Soon strips of meat were hanging to dry in the sun, and others were packed in salt and wrapped in leaves; the skins were scraped clear of fat, which was set by for later use, and then laid to soak in pits of water filled with oak bark to tan; and the oldest child was playing with a set of horns, pretending to be a grazer, making the other children laugh. That evening there was fresh meat to eat, and Mary feasted well.
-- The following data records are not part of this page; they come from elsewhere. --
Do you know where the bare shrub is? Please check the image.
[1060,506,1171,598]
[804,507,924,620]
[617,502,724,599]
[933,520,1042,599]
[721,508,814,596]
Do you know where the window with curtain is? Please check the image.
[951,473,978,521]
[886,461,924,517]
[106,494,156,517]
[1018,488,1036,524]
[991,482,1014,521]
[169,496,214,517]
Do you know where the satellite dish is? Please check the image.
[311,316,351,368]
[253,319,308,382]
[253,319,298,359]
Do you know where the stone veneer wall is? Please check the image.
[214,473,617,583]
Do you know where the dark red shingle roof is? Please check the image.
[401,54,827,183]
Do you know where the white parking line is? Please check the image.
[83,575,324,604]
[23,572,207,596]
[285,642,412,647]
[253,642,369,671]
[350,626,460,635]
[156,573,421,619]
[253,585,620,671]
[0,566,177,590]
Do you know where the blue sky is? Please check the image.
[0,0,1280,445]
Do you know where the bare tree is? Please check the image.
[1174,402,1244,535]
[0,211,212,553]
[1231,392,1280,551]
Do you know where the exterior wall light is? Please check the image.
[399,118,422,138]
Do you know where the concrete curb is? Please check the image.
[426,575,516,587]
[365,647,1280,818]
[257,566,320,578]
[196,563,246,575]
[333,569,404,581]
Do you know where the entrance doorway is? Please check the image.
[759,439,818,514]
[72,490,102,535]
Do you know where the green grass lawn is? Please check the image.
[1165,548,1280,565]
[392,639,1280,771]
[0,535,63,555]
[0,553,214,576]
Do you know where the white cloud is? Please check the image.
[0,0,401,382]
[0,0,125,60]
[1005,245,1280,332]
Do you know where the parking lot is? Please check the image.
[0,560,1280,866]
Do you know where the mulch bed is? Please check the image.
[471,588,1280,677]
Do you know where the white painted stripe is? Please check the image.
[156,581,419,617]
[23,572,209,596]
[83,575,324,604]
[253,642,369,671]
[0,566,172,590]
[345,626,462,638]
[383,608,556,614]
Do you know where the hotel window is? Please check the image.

In a similar way the mulefa knew where the best fish were to be had, and exactly when and where to lay their nets. Looking for something she could do, Mary went to the net-makers and offered to help. When she saw how they worked, not on their own but two by two, working their trunks together to tie a knot, she realized why they’d been so astonished by her hands, because of course she could tie knots on her own. At first she felt that this gave her an advantage—she needed no one else—and then she realized how it cut her off from others. Perhaps all human beings were like that. And from that time on, she used one hand to knot the fibers, sharing the task with a female zalif who had become her particular friend, fingers and trunk moving in and out together.
But of all the living things the wheeled people managed, it was the seedpod trees that they took most care with.
There were half a dozen groves within the area looked after by this group. There were others farther away, but they were the responsibility of other groups. Each day a party went out to check on the well-being of the mighty trees, and to harvest any fallen seedpods. It was clear what the mulefa gained; but how did the trees benefit from this interchange? One day she saw. As she was riding along with the group, suddenly there was a loud crack, and everyone came to a halt, surrounding one individual whose wheel had split. Every group carried a spare or two with it, so the zalif with the broken wheel was soon remounted; but the broken wheel itself was carefully wrapped in a cloth and taken back to the settlement.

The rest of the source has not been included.